Paketdigital.com – JAKARTA – Wakil Sekretaris Jenderal Majelis Ulama Indonesia (MUI) Ikhsan Abdullah menilai rencana Kementerian Keuangan (Kemenkeu) yang akan memungut pajak judi online (judol) tidak ada pantas. Apabila pemerintah memungut pajak menghadapi judi online identik artinya dengan pemerintah melegalisasi perjudian online.
“Judol yang tersebut harusnya diberantas sampai akarnya tidak malah dipunguti pajak dikarenakan dengan dipungut pajak berarti menteri keuangan sedang berencana untuk melegalisasi judi online,” ujar beliau pada pernyataannya, dikutipkan Rabu (30/10/2024).
Menurutnya rencana yang disebutkan bertentangan dengan nilai-nilai sosial, keagamaan juga kepentingan masyarakat. Sebab itu, rencana yang dimaksud perlu dipertimbangkan.
“Mengapa judol itu harus di dalam berantas tidak di dalam legalisasi sebab lebih besar dahsyat memberikan mudharat ketimbang hasil pungutan pajak. otoritas dan juga kita semua tidaklah akan mampu merehabilitasi kehancuran yang besar yang digunakan ditimbulkan oleh judi online. Dampaknya luar biasa,” ujar dia.
Dia menandaskan, pada waktu ini judi online berkembang pesat kemudian negara tidak ada mampu mengontrol. Apalagi jikalau dipungut pajak pertumbuhannya akan sangat pesat.
“Bisa di area prediksi kehancuran moral juga nilai-nilai sosial akan lebih lanjut cepat terjadi dan juga negara tidaklah akan dapat untuk mengatasinya,” jelasnya.
Pihaknya memohon agar Kementerian Keuangan (Kemenkeu) lebih besar kreatif untuk menggali sumber dana untuk menambah pemasukan negara, bukan hanya sekali mengandalkan pungutan pajak dari warga yang pada waktu ini sudah ada sangat berat, apalagi dari judi online. Pertama, pemerintah harus mampu menciptakan sumber-sumber pendapatan masyarakat, menguatkan perekonomian publik agar penerimaan negara dari sektor pajak dapat tercapai.
Kedua, penikmat prasarana keringanan pajak (tax allowance) yang dimaksud selama ini dinikmati oleh para pengusaha perusahaan besar segera pada akhiri serta mereka bisa saja dipersamakan dengan pembayar pajak seperti rakyat biasa. Sehingga perlakuan equal atau keadilan yang tersebut dilaksanakan oleh negara terhadap rakyatnya terjadi sesuai dengan prinsip-prinsip konstitusi.
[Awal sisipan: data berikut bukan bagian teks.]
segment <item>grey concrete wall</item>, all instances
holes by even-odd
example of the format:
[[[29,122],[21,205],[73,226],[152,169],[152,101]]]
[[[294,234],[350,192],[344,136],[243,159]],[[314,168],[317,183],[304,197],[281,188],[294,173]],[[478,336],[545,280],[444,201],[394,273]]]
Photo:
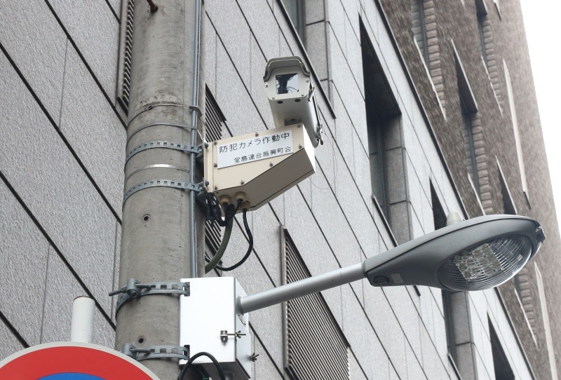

“Jangan sampai terjadi satu anggapan yang dimaksud ketika ini tercipta pada masyarakat, yaitu bahwa pelaku bisnis besar membayar pajak lebih besar kecil ketimbang rakyat biasa. Sehingga rakyat yang jumlahnya besar merasa ada perlakuan yang tak adil, sehingga menurunkan kesadaran rakyat untuk membayar pajak,” ujar Ikhsan.